Her research in computer vision and machine learning focuses on visual recognition, video, and embodied perception. Before joining UT-Austin in 2007, she received her Ph.D. at MIT. She is an IEEE Fellow, AAAI Fellow, Sloan Fellow, and recipient of the 2013 Computers and Thought Award. She was inducted to the Academy of Distinguished Teachers at UT Austin in 2017. She and her collaborators have been recognized with several Best Paper awards in computer vision, including a 2011 Marr Prize and a 2017 Helmholtz Prize (test of time award). She has served as Associate Editor-in-Chief for the Transactions on Pattern Analysis and Machine Intelligence (PAMI) and Program Chair of the Conference on Computer Vision and Pattern Recognition (CVPR) 2015 and Neural Information Processing Systems (NeurIPS) 2018.
Marleen de Bruijne
Prof. Dr. Marleen de Bruijne is professor of AI in medical image analysis at Erasmus MC, The Netherlands, and at the University of Copenhagen, Denmark. She received an MSc degree in physics (1997) and PhD degree in medical imaging (2003) from Utrecht University. From 2003 to 2006 she was assistant professor and later associate professor at the IT University of Copenhagen, Denmark. Prof. de Bruijne has (co-)authored 230 peer-reviewed full papers in international conferences and journals, holds 7 patents, is the recipient of the prestigious NWO-VENI, NWO-VIDI, NWO-VICI, and DFF-YDUN awards, and is elected fellow of the MICCAI Society. She has (co)-supervised 30 PhD students. She is program chair of the international conferences MICCAI (2021) and MIDL (2021, 2020) and is a regular member of the program committees of MIDL, MICCAI, SPIE Medical Imaging, ISBI, and IPMI. She is chair of the EMBS Technical Committee on Biomedical Imaging and Image Processing and member of the MICCAI board, the ISBI Steering Committee, the Information Processing in Medical Imaging (IPMI) board, and the editorial boards of IEEE Transactions on Medical Imaging, Medical Image Analysis, Journal of MachinE Learning for Biomedical imAging, and Frontiers in ICT. Her research is in machine learning for quantitative image analysis and computer aided diagnosis in different application areas.
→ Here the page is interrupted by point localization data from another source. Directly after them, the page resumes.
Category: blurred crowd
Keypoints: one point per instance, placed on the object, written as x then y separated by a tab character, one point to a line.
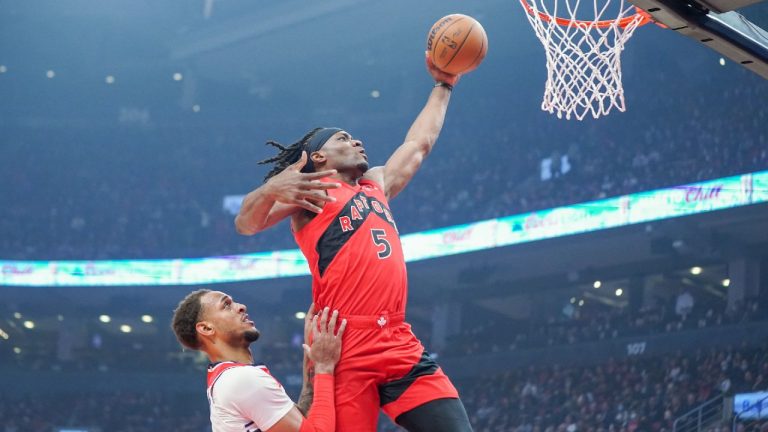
158	192
626	395
646	395
589	324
Dr. Xian-Sheng Hua is now a Distinguished Engineer, Vice President of Alibaba Group, Head of City Brain Lab of DAMO Academy, leading a team working on large-scale visual intelligence systems on the cloud, covering areas such as smart city, healthcare, industrial manufacturing, agriculture, and the Internet. Dr. Hua is an IEEE Fellow, and an ACM Distinguished Scientist. He received the B.S. degree and the Ph.D. degree in applied mathematics in 1996 and 2001, respectively, both from Peking University, Beijing, China. He has authored or coauthored more than 200 research papers and has more than 60 granted patents. His research interests include big multimedia data analysis, search, and mining, as well as pattern recognition and machine learning. Dr. Hua served or is now serving as an Associate Editor for the IEEE Trans. on Multimedia, ACM Transactions on Intelligent Systems and Technology and IET Smart Cities. He served as a Program Co-Chair for IEEE ICME 2013, ACM Multimedia 2012, and IEEE ICME 2012. He was one of the recipients of the 2008 MIT Technology Review TR35 Young Innovator Award for his outstanding contributions on video search. Dr. Hua also served as the leading general co-chair of ACM Multimedia 2020.